子どもの命を守るために、適正な手続きが必要

 結愛ちゃん事件を受け、政府は7月に児童虐待の緊急対策を発表した。虐待通告から48時間以内に面会などによる安全確認ができなかった場合は立ち入り調査を実施する、児童福祉司を4年で2,000人増員する、などの対策が決定された。宮島さんは「これ以上の子どもの死を防ぐために体制を強化するとしたことには大きな意義がある」と評価している。

 しかし、現在約3,200人の児童福祉司を2,000人増員することに関しては、「実際にはそれでも追いつかない。本来は数倍の増員が必要」とした上で、「現場では専門性や経験が問われるケースが圧倒的に多い。人材をどう育てるのかというのが真の課題だ」と話す。

 また48時間以内の「対面」については、「子どもに会えないことは危険です。しかし、子どもに会えたからといって、安全だとは言えない」といい、「職員が『子どもに会えた。傷がないから大丈夫』と判断した。その後に子どもが死亡したケースは何件もあります」と危惧する。大切なのは、「きちんと話を聞くこと」と「複数回の面談を行うこと」。当たり前だが、身長や体重といった子どもの成長には個人差があるため、1回会っただけではその子が衰弱しているのか、そもそもやせ型なのか、判断はつかない。「複数回会って、きちんと話を聞くことができるかどうか。住民票の記載や健診記録などの確かな情報と照らし合わせて、その内容を吟味する。必要に応じて継続的な関わりを持ち、変化を見る。そこで生じている問題を見逃さないことが大事です。死亡事案は、生じている問題やその悪化が見落とされた場合に起きるのです」。

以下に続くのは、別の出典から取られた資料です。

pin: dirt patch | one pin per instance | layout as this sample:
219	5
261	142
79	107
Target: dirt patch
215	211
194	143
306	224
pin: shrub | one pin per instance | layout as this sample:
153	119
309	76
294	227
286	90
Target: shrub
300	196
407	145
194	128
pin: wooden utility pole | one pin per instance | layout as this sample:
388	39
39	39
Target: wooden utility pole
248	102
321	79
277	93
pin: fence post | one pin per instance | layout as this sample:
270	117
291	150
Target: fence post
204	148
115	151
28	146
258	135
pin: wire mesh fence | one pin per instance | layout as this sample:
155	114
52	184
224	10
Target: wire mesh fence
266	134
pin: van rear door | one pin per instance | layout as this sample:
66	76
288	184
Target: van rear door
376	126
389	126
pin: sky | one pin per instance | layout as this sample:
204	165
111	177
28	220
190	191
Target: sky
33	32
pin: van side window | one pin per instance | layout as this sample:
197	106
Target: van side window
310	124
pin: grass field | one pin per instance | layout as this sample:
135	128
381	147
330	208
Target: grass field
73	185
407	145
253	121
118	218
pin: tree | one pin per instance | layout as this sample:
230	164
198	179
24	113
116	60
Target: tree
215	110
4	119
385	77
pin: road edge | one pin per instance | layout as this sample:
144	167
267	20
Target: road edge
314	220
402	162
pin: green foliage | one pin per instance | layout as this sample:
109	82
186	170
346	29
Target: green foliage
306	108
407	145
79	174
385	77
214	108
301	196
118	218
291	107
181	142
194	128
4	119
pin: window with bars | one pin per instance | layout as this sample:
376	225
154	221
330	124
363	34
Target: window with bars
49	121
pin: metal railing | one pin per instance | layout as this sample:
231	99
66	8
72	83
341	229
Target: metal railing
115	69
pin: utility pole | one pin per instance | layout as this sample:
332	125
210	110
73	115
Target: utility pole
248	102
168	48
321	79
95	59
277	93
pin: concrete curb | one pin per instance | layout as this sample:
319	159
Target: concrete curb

 対面することも大事だが、宮島さんは“初めて児相職員に訪問された家族”に対する対応もトレーニングすべきだと提言する。「ある日、いきなり『児童相談所です』と訪ねて来られたら、家族は怖いし警戒するでしょう? それに職員としても、玄関先で聞ける情報の質や量は限られてきます。できれば中に入れて座らせてもらって話を聞くのが大事。そのためには、周囲に聞かれる可能性がある玄関先でどう名乗るべきか、どういうふうに対応すればいいのか、状況別にトレーニングする必要があります」。

 今回の政府対策では、48時間以内に対面での安全確認ができなかった場合、児相は原則として立ち入り調査を行うこととされた。子どもの命を前にすると、世論は児相に対しても「力の行使」や「警察との協力」を求める方向に傾きがちだが、「権力行使は、適正な手続きと説明責任が伴うもの。虐待事案ならそれだけで力を行使していいという方向は危うい。児相がどうやって子どもの命を守るかといったら、法によって守るんです」と警鐘を鳴らす。

警察との全権共有はなぜ危ういのか

 結愛ちゃん事件を受けて、オンライン署名サイト「Change.org」には「児童虐待八策」というキャンペーンが掲載された。そこでは、「児相や職員の増加や常勤弁護士の設置」「親支援と介入・救出の部署を分けるような児相の組織改革」などのほか、「虐待通告の警察と全権共有」を求めており、約10万人が署名。さらに7月には、大阪府が警察との全権共有の実施を発表した。

 宮島さんはこれに反対を唱えた上で、その理由を「虐待は多様です。全権共有を求める人は、“3~5歳の幼児をしつけと称して身体的な暴力を振るう悪質な親がいる”というストーリーが、あたかも虐待の典型例だという前提なのでしょうが、それはごく一部でしかない」と語る。

 第1回でも解説したように、虐待死の被害者の57%は0歳児で、そのうち月齢別にみると0カ月が43%となっている。宮島さんは、「0歳~1歳の乳児に対する身体的暴力は『赤ん坊をどうしていいかわからない』というパニックや、産後うつ、育児ノイローゼによるもの。これを警察で全権共有したところで防げるかは疑問。逆に共有することで親を追い詰めることになりませんか? 10代で周囲に妊娠を打ち明けられなかった事例や、または20代で経済的問題があってホームレスとなり、マンガ喫茶で出産したなどの事例は、まず病院で出産できるようにすることが虐待死の予防になる。虐待にはそういった多様なケースがあり、単純化されたストーリーに基づいた対策では救えないのです」という。